Sequence type is a type of data in Python which is able to store more than one value (or less than one, as a sequence may be empty), and these values can be sequentially (hence the name) browsed, element by element.

As the `for` loop is a tool especially designed to iterate through sequences, we can express the definition as: a sequence is data which can be scanned by the `for` loop.

You've encountered one Python sequence so far - the list. The **list is a classic example of a Python sequence**, although there are some other sequences worth mentioning.

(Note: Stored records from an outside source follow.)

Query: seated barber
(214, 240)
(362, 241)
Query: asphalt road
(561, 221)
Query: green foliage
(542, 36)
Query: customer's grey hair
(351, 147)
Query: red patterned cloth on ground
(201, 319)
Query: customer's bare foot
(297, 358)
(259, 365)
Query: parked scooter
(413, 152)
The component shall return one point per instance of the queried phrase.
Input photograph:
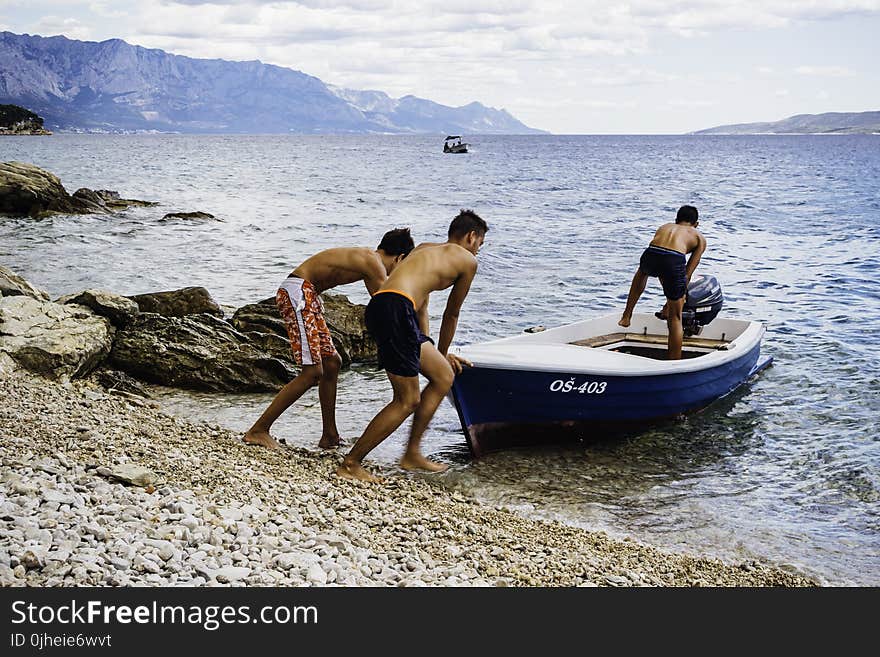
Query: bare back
(341, 266)
(428, 268)
(681, 237)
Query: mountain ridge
(113, 86)
(825, 123)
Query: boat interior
(650, 345)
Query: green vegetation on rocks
(20, 121)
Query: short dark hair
(397, 242)
(465, 222)
(687, 213)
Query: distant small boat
(453, 144)
(589, 376)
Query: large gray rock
(344, 319)
(104, 201)
(178, 303)
(346, 322)
(28, 190)
(118, 309)
(11, 285)
(189, 215)
(201, 352)
(55, 340)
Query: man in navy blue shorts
(665, 259)
(397, 318)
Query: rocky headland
(16, 120)
(27, 190)
(101, 487)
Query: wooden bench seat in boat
(641, 338)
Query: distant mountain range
(113, 86)
(828, 123)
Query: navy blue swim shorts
(391, 320)
(669, 267)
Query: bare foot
(261, 438)
(329, 442)
(419, 462)
(356, 472)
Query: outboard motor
(702, 304)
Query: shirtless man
(300, 306)
(665, 258)
(397, 318)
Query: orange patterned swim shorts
(300, 306)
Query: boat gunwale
(567, 358)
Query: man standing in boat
(397, 318)
(665, 258)
(300, 306)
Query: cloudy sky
(581, 66)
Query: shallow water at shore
(785, 470)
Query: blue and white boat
(579, 379)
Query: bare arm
(374, 274)
(453, 305)
(422, 316)
(695, 256)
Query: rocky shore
(206, 509)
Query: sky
(568, 67)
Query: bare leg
(673, 323)
(386, 422)
(327, 396)
(640, 280)
(440, 376)
(663, 314)
(259, 433)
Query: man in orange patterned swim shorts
(300, 305)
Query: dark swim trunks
(669, 267)
(391, 320)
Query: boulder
(132, 474)
(119, 382)
(28, 190)
(201, 352)
(344, 319)
(11, 285)
(104, 201)
(189, 215)
(118, 309)
(58, 341)
(178, 303)
(346, 322)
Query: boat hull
(504, 407)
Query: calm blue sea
(786, 471)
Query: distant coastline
(829, 123)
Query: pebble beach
(204, 509)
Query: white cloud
(825, 71)
(538, 58)
(682, 102)
(69, 27)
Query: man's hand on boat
(458, 363)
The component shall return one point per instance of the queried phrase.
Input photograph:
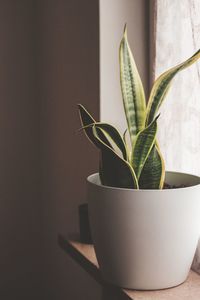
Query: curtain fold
(176, 37)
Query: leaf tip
(125, 30)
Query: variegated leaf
(132, 89)
(144, 142)
(162, 84)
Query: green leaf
(132, 89)
(144, 142)
(153, 172)
(114, 135)
(86, 121)
(162, 84)
(115, 171)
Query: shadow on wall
(49, 62)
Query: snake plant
(139, 163)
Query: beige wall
(49, 62)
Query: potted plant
(145, 222)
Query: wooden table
(85, 256)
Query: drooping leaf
(132, 89)
(114, 135)
(115, 171)
(162, 84)
(86, 120)
(153, 172)
(144, 142)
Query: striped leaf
(144, 142)
(114, 135)
(132, 89)
(86, 121)
(115, 171)
(162, 84)
(153, 172)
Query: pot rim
(99, 185)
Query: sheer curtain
(176, 28)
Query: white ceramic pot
(145, 239)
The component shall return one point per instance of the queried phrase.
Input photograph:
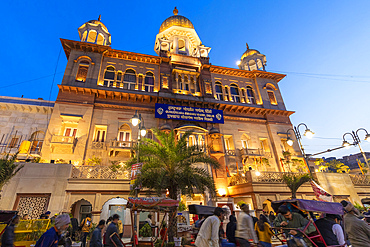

The second notion - **mutability - is a property of any of Python's data that describes its readiness to be freely changed during program execution**. There are two kinds of Python data: mutable and immutable.

Mutable data can be freely updated at any time 

**Immutable data cannot be modified in this way.**

Imagine that a list can only be assigned and read over. You would be able neither to append an element to it, nor remove any element from it. This means that appending an element to the end of the list would require the recreation of the list from scratch.

You would have to build a completely new list, consisting of the all elements of the already existing list, plus the new element.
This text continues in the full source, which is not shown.